Despite being one of Tokyo’s smallest clubs, this compact, four-storey hub has a lot to offer late-night revellers. The second, third and fourth floors, splashed in varying funky colour schemes, all feature their own line-ups of DJs and music genres on any given night, ranging from house and soul to hip-hop and techno. Hungry? They've got you covered with curry and rice for those late-night cravings, and the bar serves everything from zesty lemon sours to cocktails with homemade syrups.
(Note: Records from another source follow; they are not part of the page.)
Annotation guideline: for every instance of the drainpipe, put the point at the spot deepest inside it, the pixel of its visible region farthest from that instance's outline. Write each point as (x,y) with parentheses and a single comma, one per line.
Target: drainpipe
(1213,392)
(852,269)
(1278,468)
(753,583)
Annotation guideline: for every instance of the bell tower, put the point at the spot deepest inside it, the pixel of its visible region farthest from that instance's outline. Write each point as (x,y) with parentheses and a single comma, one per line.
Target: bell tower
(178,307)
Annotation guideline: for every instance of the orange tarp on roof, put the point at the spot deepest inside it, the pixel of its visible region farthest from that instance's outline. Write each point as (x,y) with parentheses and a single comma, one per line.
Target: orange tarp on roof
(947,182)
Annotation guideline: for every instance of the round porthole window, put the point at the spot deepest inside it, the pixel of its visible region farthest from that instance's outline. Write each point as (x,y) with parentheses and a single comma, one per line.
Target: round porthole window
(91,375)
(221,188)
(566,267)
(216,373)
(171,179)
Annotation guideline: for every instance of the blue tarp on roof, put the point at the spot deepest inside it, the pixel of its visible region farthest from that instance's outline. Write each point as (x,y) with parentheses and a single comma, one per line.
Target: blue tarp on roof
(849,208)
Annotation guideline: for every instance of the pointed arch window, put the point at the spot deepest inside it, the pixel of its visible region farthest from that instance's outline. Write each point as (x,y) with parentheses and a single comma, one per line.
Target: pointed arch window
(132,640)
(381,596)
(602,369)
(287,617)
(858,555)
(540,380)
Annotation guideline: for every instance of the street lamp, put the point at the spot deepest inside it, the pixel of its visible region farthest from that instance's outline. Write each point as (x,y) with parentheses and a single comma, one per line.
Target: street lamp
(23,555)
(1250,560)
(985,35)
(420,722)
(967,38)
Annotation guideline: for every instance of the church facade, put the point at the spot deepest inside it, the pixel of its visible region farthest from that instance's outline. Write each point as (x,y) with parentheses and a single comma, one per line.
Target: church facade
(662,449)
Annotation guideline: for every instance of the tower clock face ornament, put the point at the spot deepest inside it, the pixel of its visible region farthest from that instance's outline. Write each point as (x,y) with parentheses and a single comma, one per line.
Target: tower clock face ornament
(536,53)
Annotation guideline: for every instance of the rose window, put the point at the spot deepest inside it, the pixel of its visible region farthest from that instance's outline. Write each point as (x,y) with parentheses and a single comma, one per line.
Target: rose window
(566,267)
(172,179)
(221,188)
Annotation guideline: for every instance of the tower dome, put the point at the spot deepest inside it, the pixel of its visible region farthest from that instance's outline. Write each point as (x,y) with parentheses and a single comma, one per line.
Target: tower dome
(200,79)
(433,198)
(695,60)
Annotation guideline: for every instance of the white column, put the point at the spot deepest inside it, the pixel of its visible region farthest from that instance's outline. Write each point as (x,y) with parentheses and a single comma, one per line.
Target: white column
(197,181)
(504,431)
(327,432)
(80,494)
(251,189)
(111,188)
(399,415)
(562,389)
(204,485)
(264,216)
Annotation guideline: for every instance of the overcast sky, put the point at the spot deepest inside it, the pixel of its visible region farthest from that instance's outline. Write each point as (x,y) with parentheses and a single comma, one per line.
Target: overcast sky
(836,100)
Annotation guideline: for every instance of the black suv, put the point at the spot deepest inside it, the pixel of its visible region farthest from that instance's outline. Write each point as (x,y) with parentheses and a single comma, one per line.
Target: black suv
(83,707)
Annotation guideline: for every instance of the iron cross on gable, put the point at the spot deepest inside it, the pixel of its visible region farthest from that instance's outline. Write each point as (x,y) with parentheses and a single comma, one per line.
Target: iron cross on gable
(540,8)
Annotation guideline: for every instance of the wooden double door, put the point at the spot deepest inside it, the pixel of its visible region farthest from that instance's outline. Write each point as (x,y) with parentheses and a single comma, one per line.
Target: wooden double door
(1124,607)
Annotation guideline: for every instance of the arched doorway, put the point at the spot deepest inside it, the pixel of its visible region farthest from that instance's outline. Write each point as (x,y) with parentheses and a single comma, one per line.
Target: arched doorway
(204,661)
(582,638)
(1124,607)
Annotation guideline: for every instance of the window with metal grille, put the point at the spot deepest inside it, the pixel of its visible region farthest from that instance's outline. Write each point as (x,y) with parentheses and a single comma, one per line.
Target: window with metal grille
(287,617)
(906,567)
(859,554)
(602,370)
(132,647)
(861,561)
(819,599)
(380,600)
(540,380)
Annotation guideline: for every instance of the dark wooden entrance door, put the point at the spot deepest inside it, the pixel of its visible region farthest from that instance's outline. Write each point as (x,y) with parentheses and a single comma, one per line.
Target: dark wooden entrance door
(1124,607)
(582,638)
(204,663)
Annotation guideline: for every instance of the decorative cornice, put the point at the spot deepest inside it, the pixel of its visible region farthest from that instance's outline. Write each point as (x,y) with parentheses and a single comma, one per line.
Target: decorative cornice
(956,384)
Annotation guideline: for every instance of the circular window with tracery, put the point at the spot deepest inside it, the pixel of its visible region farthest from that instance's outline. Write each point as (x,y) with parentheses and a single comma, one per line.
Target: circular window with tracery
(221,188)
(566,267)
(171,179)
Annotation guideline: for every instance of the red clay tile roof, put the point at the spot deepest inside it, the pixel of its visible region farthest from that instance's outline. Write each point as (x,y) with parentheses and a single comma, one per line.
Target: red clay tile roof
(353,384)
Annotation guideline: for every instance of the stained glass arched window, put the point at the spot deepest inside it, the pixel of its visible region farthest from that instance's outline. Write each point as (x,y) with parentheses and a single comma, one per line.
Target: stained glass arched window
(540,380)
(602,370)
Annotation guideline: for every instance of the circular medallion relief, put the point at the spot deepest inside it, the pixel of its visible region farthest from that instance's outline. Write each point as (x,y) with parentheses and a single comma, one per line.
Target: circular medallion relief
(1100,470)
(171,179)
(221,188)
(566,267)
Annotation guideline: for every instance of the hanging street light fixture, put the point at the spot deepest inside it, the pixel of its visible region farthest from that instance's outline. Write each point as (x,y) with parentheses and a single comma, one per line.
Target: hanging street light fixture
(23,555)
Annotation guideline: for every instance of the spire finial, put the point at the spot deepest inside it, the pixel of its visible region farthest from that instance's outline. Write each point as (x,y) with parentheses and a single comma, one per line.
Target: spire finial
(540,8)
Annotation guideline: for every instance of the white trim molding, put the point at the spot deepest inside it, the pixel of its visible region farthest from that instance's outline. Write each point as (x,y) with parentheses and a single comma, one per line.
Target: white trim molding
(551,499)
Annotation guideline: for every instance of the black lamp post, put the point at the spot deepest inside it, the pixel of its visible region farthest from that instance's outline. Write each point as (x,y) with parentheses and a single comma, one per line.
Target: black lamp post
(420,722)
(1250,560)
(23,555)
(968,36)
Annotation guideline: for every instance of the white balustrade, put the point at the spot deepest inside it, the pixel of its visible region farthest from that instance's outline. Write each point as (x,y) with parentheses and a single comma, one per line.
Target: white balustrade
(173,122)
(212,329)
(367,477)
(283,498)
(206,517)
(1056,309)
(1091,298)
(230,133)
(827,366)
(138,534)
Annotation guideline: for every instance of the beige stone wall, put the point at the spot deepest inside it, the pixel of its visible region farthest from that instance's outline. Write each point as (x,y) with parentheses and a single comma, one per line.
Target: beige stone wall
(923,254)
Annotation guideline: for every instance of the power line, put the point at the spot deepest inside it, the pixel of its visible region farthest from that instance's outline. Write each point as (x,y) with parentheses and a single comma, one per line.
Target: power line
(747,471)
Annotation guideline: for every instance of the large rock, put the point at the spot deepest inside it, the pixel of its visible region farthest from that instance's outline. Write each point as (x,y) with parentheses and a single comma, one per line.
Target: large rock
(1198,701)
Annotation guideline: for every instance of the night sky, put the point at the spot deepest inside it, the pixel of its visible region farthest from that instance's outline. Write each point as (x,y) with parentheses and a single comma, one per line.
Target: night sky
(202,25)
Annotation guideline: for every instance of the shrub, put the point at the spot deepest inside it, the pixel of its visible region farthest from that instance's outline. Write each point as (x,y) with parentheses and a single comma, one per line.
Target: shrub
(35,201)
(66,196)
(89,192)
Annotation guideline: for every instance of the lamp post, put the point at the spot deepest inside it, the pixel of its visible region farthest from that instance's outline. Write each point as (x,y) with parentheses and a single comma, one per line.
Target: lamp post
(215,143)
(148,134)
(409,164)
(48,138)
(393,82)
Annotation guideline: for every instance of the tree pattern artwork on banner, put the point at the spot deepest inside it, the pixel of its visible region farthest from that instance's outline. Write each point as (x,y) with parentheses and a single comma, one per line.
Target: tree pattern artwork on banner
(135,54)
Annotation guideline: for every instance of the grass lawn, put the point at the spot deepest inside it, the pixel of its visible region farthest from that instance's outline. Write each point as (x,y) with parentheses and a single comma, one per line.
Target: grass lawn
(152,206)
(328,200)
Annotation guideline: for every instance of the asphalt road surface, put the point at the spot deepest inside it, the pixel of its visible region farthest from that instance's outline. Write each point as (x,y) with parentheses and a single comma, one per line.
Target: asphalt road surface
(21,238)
One more thing that gives Hachi an edge over other music venues in the city is its early morning parties, which start at 6am on Sundays and conclude at brunch time. If you’re usually the type to start nodding off at 11pm, this nifty space gives you the option of waking up fresh from a good night’s rest and partying like you were never home.

  • Takadanobaba

Takadanobaba is a neighbourhood buzzing with students, surrounded by streets filled with affordable noodle spots and izakaya pubs advertising all-you-can-drink beer specials. But hidden amongst these lively youth hangouts is also one of the finest cocktail bars in Tokyo. Originally a snug six-seater hole in the wall for discerning gin enthusiasts, The Hisaka re-opened in 2023 as a craft gin shop and speakeasy. Step inside and you’ll be welcomed by a brightly lit retail space, with shelves made of natural wood showcasing 150 types of craft gin from across the globe. 

One shelf towards the back of the shop, however, is a secret door that leads to a dramatic bar space bathed in charcoal black, where sophisticated cocktails take centre stage. Sip on creations like the Japanese Tea Set cocktail (¥1,760), a blend of Ki No Tea dry gin, hojicha syrup and matcha, for a sweet nightcap, or dive into citrusy, umami-rich drinks such as the Sea of Harris (¥1,760), a concoction of sugar kelp gin, St Germain and grapefruit.

  • Suehirocho
  • price 2 of 4

There’s nothing quite like the anticipation of listening to the sizzle of thinly sliced beef on a table-top barbecue grill, as the colour of the meat goes from deep pink to a slightly charred golden brown. A sister shop of the high-end Yoroniku restaurant, this foodie favourite near Akihabara has a slightly more casual feel than its Aoyama counterpart – and it’s cheaper, too.

On top of the prime cuts of wagyu and beef tongue that the staff will grill for you at your table, Namaiki (loosely translated as ‘raw essence’) is famous for its raw meat specialities like beef nigiri sushi and a buttery, Korean-inspired steak tartare served on toast.

These dishes – available in a multi-course meal (from ¥7,480 per person) or à la carte – are so mouthwatering you’d think you’d never want the meal to end, but Namaiki’s signature kakigori dessert always manages to rival the wagyu it follows.